First off, I would like to thank you for this :
This is homework so I am by no means asking for an answer, just some
guidance!
and this :
Since this is homework, please no answers, just looking for guidance
as best you can.
What I'll try to do, is giving you a some hints that would lead you to your answer.
(From the given information) I assume this homework, will be using aggregation functions (e.g. SUM(), AVG(), MIN(),MAX() ..etc), GROUP BY, (maybe HAVING), and ORDER BY.
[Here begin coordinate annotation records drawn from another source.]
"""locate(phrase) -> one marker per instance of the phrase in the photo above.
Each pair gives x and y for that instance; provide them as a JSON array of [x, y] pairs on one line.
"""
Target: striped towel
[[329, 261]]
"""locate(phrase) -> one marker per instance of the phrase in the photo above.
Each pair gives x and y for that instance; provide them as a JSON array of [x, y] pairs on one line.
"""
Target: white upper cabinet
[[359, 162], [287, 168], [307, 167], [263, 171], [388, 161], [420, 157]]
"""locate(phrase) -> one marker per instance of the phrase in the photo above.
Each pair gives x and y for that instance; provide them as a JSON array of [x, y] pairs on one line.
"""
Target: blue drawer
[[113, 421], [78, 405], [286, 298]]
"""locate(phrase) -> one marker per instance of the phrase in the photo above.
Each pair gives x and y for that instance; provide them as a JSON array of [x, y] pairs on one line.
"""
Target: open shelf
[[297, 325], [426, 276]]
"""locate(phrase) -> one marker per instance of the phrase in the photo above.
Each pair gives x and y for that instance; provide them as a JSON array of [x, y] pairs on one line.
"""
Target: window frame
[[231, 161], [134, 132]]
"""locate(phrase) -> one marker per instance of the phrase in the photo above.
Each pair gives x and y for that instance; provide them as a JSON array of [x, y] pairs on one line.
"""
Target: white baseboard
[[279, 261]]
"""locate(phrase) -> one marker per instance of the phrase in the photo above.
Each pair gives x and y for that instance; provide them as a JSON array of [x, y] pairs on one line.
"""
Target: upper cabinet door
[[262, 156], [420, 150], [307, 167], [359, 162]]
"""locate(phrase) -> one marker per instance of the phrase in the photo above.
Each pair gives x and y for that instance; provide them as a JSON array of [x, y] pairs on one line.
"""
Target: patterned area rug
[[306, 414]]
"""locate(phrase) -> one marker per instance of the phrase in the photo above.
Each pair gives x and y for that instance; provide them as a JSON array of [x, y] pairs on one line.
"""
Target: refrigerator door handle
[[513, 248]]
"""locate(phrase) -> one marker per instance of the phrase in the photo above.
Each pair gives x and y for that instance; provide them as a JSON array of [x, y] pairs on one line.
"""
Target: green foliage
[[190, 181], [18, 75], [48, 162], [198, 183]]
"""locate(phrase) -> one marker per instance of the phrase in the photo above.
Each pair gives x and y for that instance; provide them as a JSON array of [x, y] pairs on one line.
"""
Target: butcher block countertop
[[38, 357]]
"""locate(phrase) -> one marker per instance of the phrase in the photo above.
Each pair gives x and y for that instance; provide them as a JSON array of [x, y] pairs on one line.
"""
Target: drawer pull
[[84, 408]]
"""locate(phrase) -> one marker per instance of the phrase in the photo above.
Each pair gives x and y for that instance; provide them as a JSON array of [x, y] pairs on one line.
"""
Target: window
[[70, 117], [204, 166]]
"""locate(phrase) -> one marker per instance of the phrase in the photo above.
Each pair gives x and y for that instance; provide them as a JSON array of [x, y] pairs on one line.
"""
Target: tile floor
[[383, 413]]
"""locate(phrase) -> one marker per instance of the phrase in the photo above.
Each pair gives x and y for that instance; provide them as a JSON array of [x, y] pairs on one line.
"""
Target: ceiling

Remember, whenever you use aggregation functions, you'll need to specify the columns that are under SELECT, and they're not contained with an aggregation function in the GROUP BY clause.
So, if you did this :
SELECT t.pub_id, SUM(((price - (royalty * 1.0 / 100)) * ytd_sales) - advance), t.pubdate
FROM titles AS t
GROUP BY t.title;
it'll give you an error, because there is no t.title
under the SELECT clause. So, the correct one would be something like this :
GROUP BY t.pub_id, t.pubdate
If you want it to be grouped by t.title, you'll need to do this :
SELECT t.title, SUM(((price - (royalty * 1.0 / 100)) * ytd_sales) - advance)
FROM titles AS t
GROUP BY t.title;
if there is a required period of time (say you want to get the profits of the last 3 months for each title), then you could use t.pubdate
but this will be under the WHERE (or HAVING) clause, and the t.title
will be under the SELECT clause.
Now, after you've done the calculations, you'll need to reorder the results by the highest profit, and then you just select the top profit. Some people likes it easier to contain two aggregation functions (say MIN(SUM(...))
) to get the highest or lowest, which will avoid them from using ORDER BY.
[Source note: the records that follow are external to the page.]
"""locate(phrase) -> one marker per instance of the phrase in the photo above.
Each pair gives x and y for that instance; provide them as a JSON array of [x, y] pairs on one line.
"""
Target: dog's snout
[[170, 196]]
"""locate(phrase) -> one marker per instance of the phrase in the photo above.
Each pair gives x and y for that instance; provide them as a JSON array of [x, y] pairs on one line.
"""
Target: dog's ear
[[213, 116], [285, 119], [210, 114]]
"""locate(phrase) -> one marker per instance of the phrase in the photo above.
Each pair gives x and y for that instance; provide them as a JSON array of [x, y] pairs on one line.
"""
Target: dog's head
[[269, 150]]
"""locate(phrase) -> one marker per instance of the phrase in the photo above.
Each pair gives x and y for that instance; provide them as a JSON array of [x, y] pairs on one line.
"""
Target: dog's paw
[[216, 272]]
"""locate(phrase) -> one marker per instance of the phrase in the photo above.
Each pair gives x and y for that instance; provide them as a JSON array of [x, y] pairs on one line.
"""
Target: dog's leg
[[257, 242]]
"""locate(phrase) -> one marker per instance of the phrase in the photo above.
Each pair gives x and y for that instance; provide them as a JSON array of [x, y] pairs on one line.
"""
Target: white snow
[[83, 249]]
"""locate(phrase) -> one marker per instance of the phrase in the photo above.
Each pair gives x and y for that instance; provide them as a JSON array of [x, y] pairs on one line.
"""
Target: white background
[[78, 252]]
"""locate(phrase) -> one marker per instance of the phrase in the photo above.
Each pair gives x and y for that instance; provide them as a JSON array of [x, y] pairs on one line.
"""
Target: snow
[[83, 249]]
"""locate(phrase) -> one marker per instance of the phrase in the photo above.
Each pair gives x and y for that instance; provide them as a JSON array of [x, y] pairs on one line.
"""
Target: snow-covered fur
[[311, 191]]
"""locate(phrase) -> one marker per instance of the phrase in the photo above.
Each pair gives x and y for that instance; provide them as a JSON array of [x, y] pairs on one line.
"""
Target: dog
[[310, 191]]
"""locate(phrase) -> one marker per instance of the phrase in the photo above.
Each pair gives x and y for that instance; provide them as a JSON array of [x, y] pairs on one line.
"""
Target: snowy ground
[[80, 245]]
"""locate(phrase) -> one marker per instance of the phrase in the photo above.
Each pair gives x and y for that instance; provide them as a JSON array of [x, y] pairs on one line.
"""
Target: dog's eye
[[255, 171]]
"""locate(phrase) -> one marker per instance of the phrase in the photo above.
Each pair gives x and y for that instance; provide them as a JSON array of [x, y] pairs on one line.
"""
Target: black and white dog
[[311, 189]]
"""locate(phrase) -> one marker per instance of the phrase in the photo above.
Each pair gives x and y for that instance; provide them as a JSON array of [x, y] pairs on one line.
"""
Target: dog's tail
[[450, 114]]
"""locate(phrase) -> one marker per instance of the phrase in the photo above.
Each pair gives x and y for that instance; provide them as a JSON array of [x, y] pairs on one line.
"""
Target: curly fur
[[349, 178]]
UPDATE (Based on comments)
Since you've covered sub-queries, you're very close to the answer.
After running the second query for titles, I'm able to see all the
titles and their profits, I can't seem to figure out how to correlate
those titles with their corresponding pub_id. Lets say I have 3
pub_id's - and each pub_id has multiple titles. I can't figure out how
to correlate the top_profit title for a particular pub_id, if that
makes sense.
The correct way to get the profits is to find the unique id that you can use to sum up the profits for. for your case you said pub_id
has multiple title
then, I assume that pub_id
is the primary key and the titles are assigned to each primary key. (for instance, a publisher can published multiple books) so you need to get the publisher profits from all the published books.
With this, you know that you'll need to get the publisher and not the books. So, in your query, you'll need to replace titles
with pub_id
and keep the rest as is. this would sum-up all profit based on pub_id
, which is the main requirement that you need.
If you need to get the profit for each publisher's book, you can use
SELECT t.pub_id, t.title SUM(....) as Profit
FROM titles AS t
GROUP BY t.pub_id, t.title;
This is like telling SQL : Hey, get me the profit of each book for publisher. which will give you the profit for each book.
But if you do this :
SELECT t.pub_id, SUM(....) as Profit
FROM titles AS t
GROUP BY t.pub_id;
It'll get you the profit for each publisher (meaning if a publisher has 5 books, it'll be summed up).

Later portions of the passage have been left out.